As co-founder and CTO of my last startup, Mu Dynamics, I had one hell of a ride for 7 years culminating in an acquisition. We built amazing things there, hired A+ people, survived through the worst in 2008, lived to tell the tale and in all aspects, it felt like an ultra marathon. There were highs and lows, walls to break down, blisters, scars and injuries, appendages falling off mid-run and a wave of relief as we crossed the finish line. Earlier this week, I registered to run my first ultra marathon in June this year, the Big Basin 50km and I was startled to see the connection between distance running and starting a company. I am the CEO of this new startup called my runner’s body. I don’t think my body has a proven business model yet, but that’s my job to figure it out.
I started my company with my co-founder Ajit, just as suddenly as I took up running. There was this thing in my gut that nudged me to jump first and figure things out later. All we had was an inkling of an idea and the strong urge to run free. No real sense of the market we were addressing nor how long it was going to take us to finish the run. Maybe that was a bad thing, I dunno, but things seemed to have worked out one way or the other. In 6 months we had built our first product. About the same time it took me to run the San Francisco Half Marathon after I started running. The euphoria that we were on to something was undeniable. Almost to the point of cockiness. If we can run a half marathon, how hard can a full really be? Just because we built a product, the market must exist, right? Right?
Just because we built a product, the market must exist, right?
The Wall, Pit and Abyss
Then came the ankle pain, customer issues, sore calves, support calls, IT band syndrome, hiring and scaling, tempo runs, figuring out the market, wondering why we got shin splints and why didn’t anyone tell us about these before we started? R.I.C.E. helped, but startups don’t have foam rollers. This was a persistent hunt, the one where you run a kudu down to exhaustion or you die in the process. Every injury felt different, unique just like our customers. Why can’t the IT band get along with my ankles? Can someone please spot a pattern here to identify a replicable sales model? Why does trail running have to be so different from asphalt? And what do you mean this is looking like a DNF (that’s Did Not Finish, for you non-runners). I can’t help but share this amazing slide by Scott Dunlap, an ultra runner with an awesome blog and you can see the connection I’m talking about. We were approaching the Wall and it was time to dig deep.
Layoff to founders is worse than falling toenails for distance runners.

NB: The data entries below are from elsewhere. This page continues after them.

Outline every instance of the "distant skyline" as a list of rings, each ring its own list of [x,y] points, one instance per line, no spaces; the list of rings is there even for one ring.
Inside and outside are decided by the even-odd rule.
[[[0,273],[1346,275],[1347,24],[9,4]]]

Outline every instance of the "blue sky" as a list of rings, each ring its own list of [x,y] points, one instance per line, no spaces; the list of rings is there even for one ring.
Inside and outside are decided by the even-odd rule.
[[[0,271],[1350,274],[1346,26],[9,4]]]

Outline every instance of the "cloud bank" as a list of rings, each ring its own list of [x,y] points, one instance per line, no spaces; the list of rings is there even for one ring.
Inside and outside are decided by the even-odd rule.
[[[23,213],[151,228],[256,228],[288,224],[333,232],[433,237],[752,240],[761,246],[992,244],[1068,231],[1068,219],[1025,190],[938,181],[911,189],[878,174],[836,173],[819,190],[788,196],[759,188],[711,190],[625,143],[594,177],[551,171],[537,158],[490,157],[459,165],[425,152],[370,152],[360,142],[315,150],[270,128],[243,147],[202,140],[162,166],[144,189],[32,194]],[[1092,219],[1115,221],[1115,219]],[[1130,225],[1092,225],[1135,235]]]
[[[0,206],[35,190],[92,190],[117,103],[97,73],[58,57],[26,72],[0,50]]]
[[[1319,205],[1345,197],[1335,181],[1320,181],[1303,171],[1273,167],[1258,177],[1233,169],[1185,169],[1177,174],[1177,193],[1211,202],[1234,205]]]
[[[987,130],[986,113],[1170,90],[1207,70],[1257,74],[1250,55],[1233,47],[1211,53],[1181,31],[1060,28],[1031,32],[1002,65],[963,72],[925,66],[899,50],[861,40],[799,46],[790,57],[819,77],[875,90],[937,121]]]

If there’s such thing as a Wall in startup, we hit it and we hit it so hard that it felt more like an Abyss. Layoffs to founders is worse than falling toe nails for distance runners. They hurt and makes you wonder about 42, in all of it’s goriness. As for my own ultra running, I’m just approaching the wall. My last run this past week was 18 miles with a 3,000 ft elevation gain doing hill repeats on Wildcat Loop. I could feel the wall at the end of three hours of running. But unlike a startup, I’m going to linger here for just a little longer, getting to know this beast. Over the next few months, I’m going to have to find out the right mix of Cliff bars, bean burritos, electrolytes and pinole to see if that series B can help me over the wall.
The Lean Startup
I’ve lost 20 pounds over the last year and kept it off and I’m sure this is going to make a difference. Timex HRM and Strava are now my Pivotal Tracker. Articles about electrolytes, sodium and potassium levels, duct tape for blisters are my new user manuals. Yes, duct tape. Apparently they are BFF for distance runners. The big difference though, is that startups have to cross the chasm once (one hopes). But you have to cross the wall on every single distance run, because nature’s a sadist. I never had Biology lessons in high school (long story), but I know my lower limb anatomy like the back of an EC2 load balancer. As a CEO, it’s now my job to make sure all 6 cylinders are firing to get to the finish line. That my runner’s body only has 3 cylinders was just an oversight on someone’s part before I took up the job. But now that I have the reins, it doesn’t matter. I don’t have a retention package nor golden handcuffs when I get to the finish line – just a brief encounter with the flow, the highest point of euphoria. And that’s got to be worth everything.